Efficacy and safety of anti-PD-1/PD-L1 agents vs chemotherapy in patients with gastric or gastroesophageal junction cancer: a systematic review and meta-analysis.

Abstract

Background:Current therapeutic options have limited efficacy for patients with advanced gastric or gastroesophageal junction cancer. Immune checkpoint inhibition now has been increasingly used in advanced gastric or gastroesophageal junction cancer therapy. To further understand the efficacy and safety of anti-programmed cell death 1 (PD-1) and its ligand 1 (PD-L1) agents is critical for clinical practice.

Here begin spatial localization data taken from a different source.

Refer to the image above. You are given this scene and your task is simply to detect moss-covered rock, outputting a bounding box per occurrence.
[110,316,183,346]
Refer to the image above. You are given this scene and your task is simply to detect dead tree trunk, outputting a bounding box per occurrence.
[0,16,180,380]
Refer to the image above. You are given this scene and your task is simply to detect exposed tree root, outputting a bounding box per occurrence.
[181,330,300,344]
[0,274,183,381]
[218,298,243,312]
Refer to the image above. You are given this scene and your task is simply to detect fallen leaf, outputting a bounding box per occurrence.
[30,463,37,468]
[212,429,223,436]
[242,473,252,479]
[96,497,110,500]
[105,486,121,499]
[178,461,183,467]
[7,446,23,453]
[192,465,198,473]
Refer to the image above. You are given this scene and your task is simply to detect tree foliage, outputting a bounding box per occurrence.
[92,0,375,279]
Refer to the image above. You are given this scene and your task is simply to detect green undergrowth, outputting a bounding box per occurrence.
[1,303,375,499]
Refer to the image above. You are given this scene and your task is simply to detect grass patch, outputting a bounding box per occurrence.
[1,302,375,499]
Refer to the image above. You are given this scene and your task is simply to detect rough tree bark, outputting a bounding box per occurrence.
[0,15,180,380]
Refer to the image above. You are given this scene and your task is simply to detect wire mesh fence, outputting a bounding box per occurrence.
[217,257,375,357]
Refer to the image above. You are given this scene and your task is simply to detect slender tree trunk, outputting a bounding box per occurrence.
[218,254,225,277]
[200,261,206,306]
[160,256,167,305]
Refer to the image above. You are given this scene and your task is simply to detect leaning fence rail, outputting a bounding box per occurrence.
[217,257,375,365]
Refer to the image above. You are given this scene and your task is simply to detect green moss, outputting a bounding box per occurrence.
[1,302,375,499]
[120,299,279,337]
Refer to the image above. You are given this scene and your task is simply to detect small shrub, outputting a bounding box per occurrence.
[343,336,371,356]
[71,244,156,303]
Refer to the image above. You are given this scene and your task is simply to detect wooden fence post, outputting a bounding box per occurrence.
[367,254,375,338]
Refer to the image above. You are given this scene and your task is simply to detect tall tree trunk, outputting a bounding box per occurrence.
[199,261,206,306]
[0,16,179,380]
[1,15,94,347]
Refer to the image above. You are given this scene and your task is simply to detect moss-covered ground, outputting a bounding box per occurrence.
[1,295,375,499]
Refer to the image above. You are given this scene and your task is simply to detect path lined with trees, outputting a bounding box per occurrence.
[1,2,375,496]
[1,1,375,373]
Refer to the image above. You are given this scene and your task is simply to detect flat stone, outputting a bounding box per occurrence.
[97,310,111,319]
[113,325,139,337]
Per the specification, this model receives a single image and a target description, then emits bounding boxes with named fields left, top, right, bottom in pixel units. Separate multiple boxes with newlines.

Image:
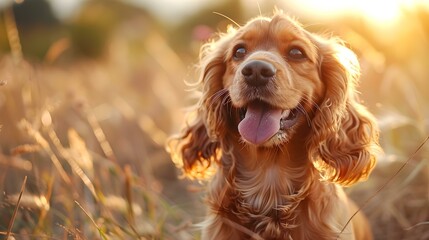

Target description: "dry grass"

left=0, top=3, right=428, bottom=240
left=0, top=9, right=196, bottom=237
left=0, top=53, right=197, bottom=239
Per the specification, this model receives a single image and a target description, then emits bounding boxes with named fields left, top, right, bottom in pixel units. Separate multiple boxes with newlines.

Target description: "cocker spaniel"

left=168, top=11, right=380, bottom=240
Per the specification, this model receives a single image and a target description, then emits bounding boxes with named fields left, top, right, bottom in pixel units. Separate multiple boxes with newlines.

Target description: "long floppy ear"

left=167, top=114, right=221, bottom=180
left=309, top=39, right=380, bottom=186
left=167, top=33, right=233, bottom=180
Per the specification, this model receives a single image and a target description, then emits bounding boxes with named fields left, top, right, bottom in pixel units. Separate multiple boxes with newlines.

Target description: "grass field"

left=0, top=1, right=429, bottom=239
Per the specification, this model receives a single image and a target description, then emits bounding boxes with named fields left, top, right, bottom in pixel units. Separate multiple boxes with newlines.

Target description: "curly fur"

left=168, top=11, right=380, bottom=240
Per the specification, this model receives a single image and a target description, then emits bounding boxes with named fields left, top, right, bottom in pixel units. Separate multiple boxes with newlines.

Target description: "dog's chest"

left=235, top=166, right=296, bottom=215
left=226, top=165, right=311, bottom=238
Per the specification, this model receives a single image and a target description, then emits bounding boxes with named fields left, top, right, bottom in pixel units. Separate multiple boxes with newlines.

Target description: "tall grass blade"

left=6, top=176, right=27, bottom=240
left=4, top=7, right=22, bottom=63
left=18, top=119, right=71, bottom=184
left=337, top=135, right=429, bottom=239
left=75, top=200, right=108, bottom=240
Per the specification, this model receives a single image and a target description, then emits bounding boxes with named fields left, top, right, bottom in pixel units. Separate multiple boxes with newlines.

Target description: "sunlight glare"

left=292, top=0, right=424, bottom=25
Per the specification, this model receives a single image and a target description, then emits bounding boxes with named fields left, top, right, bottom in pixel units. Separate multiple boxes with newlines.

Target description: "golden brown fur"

left=168, top=11, right=380, bottom=240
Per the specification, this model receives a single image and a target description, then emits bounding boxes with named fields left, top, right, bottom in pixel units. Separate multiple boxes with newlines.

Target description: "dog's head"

left=168, top=12, right=380, bottom=185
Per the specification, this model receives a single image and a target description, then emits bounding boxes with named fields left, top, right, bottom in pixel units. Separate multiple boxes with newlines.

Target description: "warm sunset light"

left=291, top=0, right=427, bottom=24
left=1, top=0, right=428, bottom=239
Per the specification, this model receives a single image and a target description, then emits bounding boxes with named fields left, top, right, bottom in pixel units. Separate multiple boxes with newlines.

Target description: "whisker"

left=306, top=96, right=332, bottom=124
left=213, top=12, right=241, bottom=28
left=257, top=1, right=263, bottom=22
left=272, top=86, right=325, bottom=128
left=297, top=104, right=311, bottom=127
left=222, top=96, right=235, bottom=117
left=207, top=89, right=229, bottom=107
left=298, top=96, right=316, bottom=113
left=297, top=94, right=332, bottom=126
left=213, top=90, right=238, bottom=122
left=279, top=143, right=290, bottom=160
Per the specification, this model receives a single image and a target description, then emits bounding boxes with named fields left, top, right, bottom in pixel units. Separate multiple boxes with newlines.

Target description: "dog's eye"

left=234, top=46, right=247, bottom=59
left=288, top=47, right=307, bottom=60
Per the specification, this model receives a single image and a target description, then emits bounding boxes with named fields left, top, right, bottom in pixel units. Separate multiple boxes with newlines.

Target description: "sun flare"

left=291, top=0, right=426, bottom=24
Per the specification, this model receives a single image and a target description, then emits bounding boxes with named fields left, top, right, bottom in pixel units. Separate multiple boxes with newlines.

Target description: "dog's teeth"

left=281, top=110, right=291, bottom=118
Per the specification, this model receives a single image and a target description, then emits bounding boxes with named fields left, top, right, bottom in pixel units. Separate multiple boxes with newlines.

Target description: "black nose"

left=241, top=60, right=276, bottom=87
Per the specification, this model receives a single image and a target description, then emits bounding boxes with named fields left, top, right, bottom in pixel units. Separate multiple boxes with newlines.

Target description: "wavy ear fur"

left=309, top=38, right=380, bottom=186
left=168, top=33, right=234, bottom=179
left=168, top=114, right=221, bottom=179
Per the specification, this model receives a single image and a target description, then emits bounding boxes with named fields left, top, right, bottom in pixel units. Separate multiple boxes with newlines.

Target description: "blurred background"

left=0, top=0, right=428, bottom=239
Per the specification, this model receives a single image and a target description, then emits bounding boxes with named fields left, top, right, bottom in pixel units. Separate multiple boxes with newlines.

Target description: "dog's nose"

left=241, top=60, right=276, bottom=87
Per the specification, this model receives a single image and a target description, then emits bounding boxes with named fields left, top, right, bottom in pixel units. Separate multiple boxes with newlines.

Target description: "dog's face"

left=170, top=12, right=379, bottom=184
left=222, top=16, right=324, bottom=146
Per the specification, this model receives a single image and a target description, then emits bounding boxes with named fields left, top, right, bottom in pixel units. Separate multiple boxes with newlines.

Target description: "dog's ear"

left=168, top=114, right=220, bottom=180
left=309, top=39, right=380, bottom=186
left=168, top=34, right=233, bottom=180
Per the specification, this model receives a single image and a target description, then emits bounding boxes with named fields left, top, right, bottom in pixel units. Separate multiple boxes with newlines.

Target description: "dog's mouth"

left=238, top=100, right=301, bottom=145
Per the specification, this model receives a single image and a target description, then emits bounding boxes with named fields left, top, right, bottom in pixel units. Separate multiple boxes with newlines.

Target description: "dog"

left=168, top=10, right=380, bottom=240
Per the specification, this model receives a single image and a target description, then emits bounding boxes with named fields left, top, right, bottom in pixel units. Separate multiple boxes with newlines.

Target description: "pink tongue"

left=238, top=102, right=282, bottom=145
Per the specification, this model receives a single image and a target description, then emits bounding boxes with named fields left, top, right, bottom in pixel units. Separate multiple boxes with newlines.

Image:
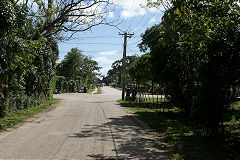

We conducted this systematic review and meta-analysis to assess the benefit and risk of PD-1 and PD-L1 inhibitors.Methods:The PubMed, EMBASE, Cochrane Library, and Web of Science online databases were searched up to Jun 16, 2019. Primary outcomes were overall survival (OS), progression-free survival (PFS). Second outcomes were objective response rate (ORR), disease control rate (DCR) and adverse events.Results:Six studies were assessed for inclusion in the final synthesis, of which 5 were eligible for meta-analysis. Compared with chemotherapy, the pooled hazard ratio (HR) for OS and PFS was, respectively, 1.01 (95% confidence interval [CI]: 0.88–1.15, P = .93) and 1.58 (95% CI: 1.38–1.81, P < .001) after treatment with PD-1/PD-L1 inhibitors. In patients treated with anti-PD-1/PD-L1 agents, the pooled ORR was 9.9% (95% CI: 4.4%–15.5%) and the pooled DCR was 30.8% (95% CI: 21.8%–39.9%). Sub-analysis for treatment related adverse events indicated that fatigue was the most common toxicity in anti-PD-1/PD-L1 therapy (incidence 10.6%, 95% CI: 5.6%–15.6%).Conclusion:PD-1/PD-L1 inhibitors appear to improve the antitumor activity in advanced gastric or gastroesophageal junction cancer patients. However, single-agent PD-1/PD-L1 inhibitor did not result in a relative improvement in OS and PFS compared with chemotherapy in the treatment of patients with advanced gastric or gastroesophageal junction cancer. Further randomized clinical trials are warranted to confirm our findings.